Kosamine

KOSAMINE 250 MG CAPSULE: Each capsule contains Glucosamine sulfate NaCl equivalent to Glucosamine sulfate 250 mg.
KOSAMINE 500 MG CAPSULE: Each capsule contains Glucosamine sulfate NaCl equivalent to Glucosamine sulfate 500 mg.
KOSAMINE (POWDER FOR ORAL SOLUTION): Each sachet (3.95 grams) contains Glucosamine sulfate NaCl equivalent to Glucosamine sulfate 1500 mg.
Each gram of Glucosamine sulfate NaCl contains 80.2 mg (3.5 millimol) of sodium.

Pharmacology: Pharmacodynamics: Glucosamine is an amino monosaccharide, which is a precursor for glycosaminoglycans and following proteoglycans synthesis; a major component of articular cartilage. Supplemented Glucosamine therefore may help prevent cartilage degeneration; nevertheless, it has no inhibitory effect on prostaglandin synthesis.
Pharmacokinetics: Glucosamine is rapidly absorbed after oral administration and has a bioavailability of 26%. Maximum plasma concentration (C_max) is reached within 8-10 hours of administration.
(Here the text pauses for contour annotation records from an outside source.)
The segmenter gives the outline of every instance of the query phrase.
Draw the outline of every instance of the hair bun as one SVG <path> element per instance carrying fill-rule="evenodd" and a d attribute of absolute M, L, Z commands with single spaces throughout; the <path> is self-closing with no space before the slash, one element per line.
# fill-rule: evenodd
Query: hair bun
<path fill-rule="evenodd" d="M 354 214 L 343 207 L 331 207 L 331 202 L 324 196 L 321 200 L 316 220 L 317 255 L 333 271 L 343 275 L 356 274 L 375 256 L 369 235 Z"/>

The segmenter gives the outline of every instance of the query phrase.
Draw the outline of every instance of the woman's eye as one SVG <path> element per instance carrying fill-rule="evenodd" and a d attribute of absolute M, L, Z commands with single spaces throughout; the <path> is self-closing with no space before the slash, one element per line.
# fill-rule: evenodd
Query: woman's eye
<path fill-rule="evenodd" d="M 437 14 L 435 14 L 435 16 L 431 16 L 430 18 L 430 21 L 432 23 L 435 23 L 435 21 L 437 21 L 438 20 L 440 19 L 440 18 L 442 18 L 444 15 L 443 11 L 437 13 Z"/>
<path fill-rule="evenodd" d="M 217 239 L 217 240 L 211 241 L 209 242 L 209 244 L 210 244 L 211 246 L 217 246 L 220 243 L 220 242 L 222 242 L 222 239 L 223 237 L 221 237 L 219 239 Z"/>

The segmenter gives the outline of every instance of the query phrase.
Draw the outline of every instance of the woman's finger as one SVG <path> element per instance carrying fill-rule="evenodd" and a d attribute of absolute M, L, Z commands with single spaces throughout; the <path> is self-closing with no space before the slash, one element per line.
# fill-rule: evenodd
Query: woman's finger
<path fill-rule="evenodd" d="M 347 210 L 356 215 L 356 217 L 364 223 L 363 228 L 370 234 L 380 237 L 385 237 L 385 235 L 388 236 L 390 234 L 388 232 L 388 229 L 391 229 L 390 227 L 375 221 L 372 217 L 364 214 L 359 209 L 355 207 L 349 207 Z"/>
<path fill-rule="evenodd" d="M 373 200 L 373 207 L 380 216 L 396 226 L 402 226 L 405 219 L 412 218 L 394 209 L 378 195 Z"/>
Glucosamine undergoes first-pass metabolism in the liver, and binds to plasma proteins. It is distributed into the tissues and organs such as liver, kidney, articular cartilage and bone. Glucosamine sulfate dissociates into D-glucosamine and a sulfate ion. The active component D-glucosamine is metabolised into carbon dioxide, water and urea. It is excreted in the urine, and partly in the feces and lung.

Use as an adjunctive therapy of osteoarthritis.

KOSAMINE should be taken 15 minutes before a meal.
The recommended duration of therapy is 3 months or longer and the treatment course may be repeated at intervals of 2 months; or according to medical prescription.
Adult dosage: Capsules: 500 mg taken 3 times daily for at least 6 weeks; or according to medical prescription.
Powder for oral solution: 1 sachet (1500 mg) dissolved in water, taken once daily for at least 6 weeks; or according to medical prescription.

Symptomatic treatment is recommended for overdosage.

Patients with hypersensitivity to Glucosamine or any other components of this drug.

No studies of Glucosamine have yet been performed in patients with renal or hepatic impairment; use with caution in these patients.
Due to sodium content in the drug, use with caution in patient who need to limit sodium intake.
Suggestions: The therapeutic effect of Glucosamine sulfate can be seen approximately 1 week after taken. Coadministration of non-steroidal anti-inflammatory drugs (NSAIDs) may be required in the patients with severe pain during the initial time.
Patients using Glucosamine should have weight control or physical therapy concomitantly.
Patients with asthma, diabetes, and shellfish allergy should take added caution.
Patients with prolonged use of Glucosamine should monitor blood sugar level and blood pressure regularly.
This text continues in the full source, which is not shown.